Rentrée du PS : "J’attends qu’on en ait fini avec le fait de battre sa coulpe, de raser les murs"

Quelque 400 élus socialistes sont réunis à La Rochelle en séminaire. Olivier Faure peine à rassembler les troupes. François Rebsamen, par exemple, aimerait qu'on valorise le bilan Hollande et que le Premier secrétaire se montre plus "offensif".

François Rebsamen attend qu\'on valorise le bilan Hollande.
François Rebsamen attend qu'on valorise le bilan Hollande. (JACQUES DEMARTHON / AFP)

Olivier Faure continue d’essuyer les critiques de sa famille socialiste à la Rochelle. Attaqué par l’aile gauche pour qui le Premier secrétaire n’est pas assez audible, pas assez socialiste et par la droite, les Hollandais, même si l’ancien président de la République n’est finalement pas venu la Rochelle. Ses soutiens font entendre leur voix à l’instar du maire de Dijon, Francois Rebsamen : "J’attends qu’on en ait fini avec le fait de battre sa coulpe, de raser les murs. Le bilan de Macron qui est en train d’apparaître va rehausser les actions qui ont été menées pendant le quinquennat précédent."

On doit aujourd’hui valoriser ce qu’on a fait de bien. J’attends que le Parti socialiste, son Premier secrétaire surtout, soit plus offensifFrançois Rebsamen, maire PS de Dijonavec franceinfo

Francois Rebsamen a participé hier soir au dîner organisé par Stéphane Le Foll en marge du séminaire.

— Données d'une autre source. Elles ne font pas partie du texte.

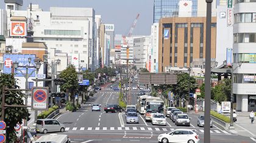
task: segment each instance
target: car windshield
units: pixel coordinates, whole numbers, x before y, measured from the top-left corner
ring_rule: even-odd
[[[154,118],[165,118],[165,116],[163,115],[154,115]]]
[[[135,113],[129,113],[127,115],[127,116],[129,117],[137,117],[138,116],[138,115]]]
[[[188,116],[187,115],[178,115],[178,118],[179,119],[188,119]]]

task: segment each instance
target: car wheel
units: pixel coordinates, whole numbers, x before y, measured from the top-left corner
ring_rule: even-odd
[[[47,130],[46,130],[46,129],[44,129],[44,130],[43,131],[43,133],[44,134],[47,133],[47,132],[48,132],[48,131],[47,131]]]
[[[64,132],[64,131],[65,131],[64,128],[61,128],[60,131],[60,132]]]
[[[194,143],[194,141],[192,139],[190,139],[188,140],[188,143]]]
[[[168,139],[167,138],[163,138],[162,139],[162,142],[163,142],[163,143],[168,143],[169,142],[169,141],[168,141]]]

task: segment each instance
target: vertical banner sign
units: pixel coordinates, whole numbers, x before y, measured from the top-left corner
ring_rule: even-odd
[[[227,1],[227,8],[232,8],[232,0]]]
[[[227,48],[227,65],[231,65],[232,49]]]
[[[227,27],[232,26],[232,9],[227,9]]]

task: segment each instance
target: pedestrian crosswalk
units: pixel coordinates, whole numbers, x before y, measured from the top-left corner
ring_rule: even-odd
[[[135,131],[171,131],[174,130],[175,128],[168,128],[168,127],[66,127],[66,131],[75,131],[75,130],[135,130]],[[198,133],[203,133],[204,130],[202,129],[195,129],[197,131]],[[211,133],[225,133],[225,134],[229,134],[227,131],[222,130],[211,130]]]

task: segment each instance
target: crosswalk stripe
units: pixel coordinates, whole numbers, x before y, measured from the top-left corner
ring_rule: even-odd
[[[214,131],[215,131],[215,132],[216,132],[217,133],[220,133],[221,132],[219,131],[218,131],[218,130],[214,130]]]
[[[77,127],[74,127],[74,128],[72,129],[72,130],[76,130],[76,129],[77,129]]]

Pour Olivier Faure, il peut y avoir des combats communs

Le traditionnel folklore de la Rochelle soutient Olivier Faure. Il élude d'ailleurs les attaques personnelles. Ses préoccupations sont ailleurs. "Aujourd’hui, il y a des combats à mener parce que les prochains mois vont être décisifs. Il y a des sujets sur lesquels il peut y avoir des combats communs, affirme le Premier secrétaire du PS. Nous l’avons prouvé sur la question démocratique avec l’affaire Benalla. Nous pouvons le prouver de même sur la question migratoire et sur d’autres questions. Je proposerais que, sur un certain nombre de sujets, nous puissions nous retrouver."

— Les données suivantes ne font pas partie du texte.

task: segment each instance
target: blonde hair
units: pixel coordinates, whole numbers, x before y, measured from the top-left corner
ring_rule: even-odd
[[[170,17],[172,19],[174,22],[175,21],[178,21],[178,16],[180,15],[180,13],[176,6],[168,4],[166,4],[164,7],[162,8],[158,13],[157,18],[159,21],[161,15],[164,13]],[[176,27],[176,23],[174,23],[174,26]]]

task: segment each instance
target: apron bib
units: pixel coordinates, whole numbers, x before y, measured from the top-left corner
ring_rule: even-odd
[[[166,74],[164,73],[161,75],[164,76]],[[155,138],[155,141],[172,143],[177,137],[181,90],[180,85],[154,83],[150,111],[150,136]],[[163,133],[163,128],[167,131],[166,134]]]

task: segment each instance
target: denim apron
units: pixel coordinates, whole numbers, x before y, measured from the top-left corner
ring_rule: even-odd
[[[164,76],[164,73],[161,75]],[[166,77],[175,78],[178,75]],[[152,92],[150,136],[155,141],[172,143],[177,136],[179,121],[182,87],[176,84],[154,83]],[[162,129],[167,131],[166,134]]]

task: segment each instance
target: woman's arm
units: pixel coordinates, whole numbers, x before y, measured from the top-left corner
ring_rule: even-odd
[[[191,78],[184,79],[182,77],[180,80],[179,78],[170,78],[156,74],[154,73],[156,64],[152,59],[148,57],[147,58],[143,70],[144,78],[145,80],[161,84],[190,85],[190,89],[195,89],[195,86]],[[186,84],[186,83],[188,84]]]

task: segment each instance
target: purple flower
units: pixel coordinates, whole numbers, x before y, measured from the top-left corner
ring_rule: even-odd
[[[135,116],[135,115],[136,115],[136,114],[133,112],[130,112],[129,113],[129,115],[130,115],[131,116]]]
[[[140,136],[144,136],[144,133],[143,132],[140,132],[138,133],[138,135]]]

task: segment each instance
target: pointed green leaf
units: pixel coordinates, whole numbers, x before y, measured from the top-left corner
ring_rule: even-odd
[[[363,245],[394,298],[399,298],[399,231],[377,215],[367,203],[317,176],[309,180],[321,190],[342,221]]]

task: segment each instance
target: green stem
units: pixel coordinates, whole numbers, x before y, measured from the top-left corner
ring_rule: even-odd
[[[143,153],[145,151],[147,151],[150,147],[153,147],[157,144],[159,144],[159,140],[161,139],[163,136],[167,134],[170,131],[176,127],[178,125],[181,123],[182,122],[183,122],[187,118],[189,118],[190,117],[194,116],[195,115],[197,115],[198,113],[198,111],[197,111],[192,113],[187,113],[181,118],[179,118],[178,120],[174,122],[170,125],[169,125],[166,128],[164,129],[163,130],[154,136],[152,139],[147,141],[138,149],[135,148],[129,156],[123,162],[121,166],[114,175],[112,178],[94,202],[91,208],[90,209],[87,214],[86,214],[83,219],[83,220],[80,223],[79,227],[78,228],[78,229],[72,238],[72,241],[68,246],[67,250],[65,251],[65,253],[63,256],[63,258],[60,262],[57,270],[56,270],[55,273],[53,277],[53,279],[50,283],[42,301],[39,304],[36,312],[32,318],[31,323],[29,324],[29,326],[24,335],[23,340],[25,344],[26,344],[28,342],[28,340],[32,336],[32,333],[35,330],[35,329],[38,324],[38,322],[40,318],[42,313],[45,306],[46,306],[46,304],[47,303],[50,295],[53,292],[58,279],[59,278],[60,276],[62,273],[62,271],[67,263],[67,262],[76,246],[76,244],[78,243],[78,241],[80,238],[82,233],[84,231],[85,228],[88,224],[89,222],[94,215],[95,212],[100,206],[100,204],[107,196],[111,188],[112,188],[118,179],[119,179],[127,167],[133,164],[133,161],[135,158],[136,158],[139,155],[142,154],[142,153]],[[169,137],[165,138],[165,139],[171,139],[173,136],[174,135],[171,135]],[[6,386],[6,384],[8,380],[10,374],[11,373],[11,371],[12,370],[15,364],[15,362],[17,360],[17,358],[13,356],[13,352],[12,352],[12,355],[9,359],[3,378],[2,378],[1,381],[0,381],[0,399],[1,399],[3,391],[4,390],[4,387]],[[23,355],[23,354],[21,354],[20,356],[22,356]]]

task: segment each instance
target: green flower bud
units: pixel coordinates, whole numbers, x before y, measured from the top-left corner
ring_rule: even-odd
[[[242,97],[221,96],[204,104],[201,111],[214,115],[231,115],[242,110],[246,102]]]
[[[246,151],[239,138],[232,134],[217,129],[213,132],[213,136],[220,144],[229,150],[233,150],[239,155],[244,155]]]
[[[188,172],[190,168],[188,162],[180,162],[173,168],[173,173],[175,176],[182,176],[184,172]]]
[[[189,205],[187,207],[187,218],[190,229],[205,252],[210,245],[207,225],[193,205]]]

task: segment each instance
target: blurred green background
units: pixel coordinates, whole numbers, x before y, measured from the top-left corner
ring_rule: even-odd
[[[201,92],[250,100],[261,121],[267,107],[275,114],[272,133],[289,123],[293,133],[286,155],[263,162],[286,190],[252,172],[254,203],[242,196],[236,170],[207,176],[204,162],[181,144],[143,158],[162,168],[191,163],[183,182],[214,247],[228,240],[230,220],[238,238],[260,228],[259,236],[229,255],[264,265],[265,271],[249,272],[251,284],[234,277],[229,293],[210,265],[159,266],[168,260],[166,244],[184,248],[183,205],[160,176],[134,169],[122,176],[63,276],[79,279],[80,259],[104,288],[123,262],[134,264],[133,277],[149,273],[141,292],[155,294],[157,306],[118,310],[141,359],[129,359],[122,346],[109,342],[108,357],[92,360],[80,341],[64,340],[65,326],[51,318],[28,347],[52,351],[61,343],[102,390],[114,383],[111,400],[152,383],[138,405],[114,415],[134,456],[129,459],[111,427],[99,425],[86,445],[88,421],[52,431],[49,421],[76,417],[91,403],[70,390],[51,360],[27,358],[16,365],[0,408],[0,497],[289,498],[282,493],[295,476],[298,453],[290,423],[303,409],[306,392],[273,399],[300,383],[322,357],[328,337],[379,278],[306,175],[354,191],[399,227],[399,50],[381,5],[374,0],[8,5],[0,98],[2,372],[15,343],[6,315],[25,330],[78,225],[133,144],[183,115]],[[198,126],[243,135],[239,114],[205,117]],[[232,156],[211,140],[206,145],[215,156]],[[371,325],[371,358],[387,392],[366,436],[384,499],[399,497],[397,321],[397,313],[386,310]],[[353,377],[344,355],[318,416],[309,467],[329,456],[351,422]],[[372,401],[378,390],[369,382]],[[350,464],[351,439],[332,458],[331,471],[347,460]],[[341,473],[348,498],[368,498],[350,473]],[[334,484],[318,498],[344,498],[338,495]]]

Olivier Faure doit fixer le cap pour les prochains mois et les échéances à venir, notamment les élections européennes. Près de cinq mois après son élection à la tête du Parti socialiste, cet appel au rassemblement des formations de gauche aidera peut-être le Premier secrétaire à renouer les liens avec sa propre famille.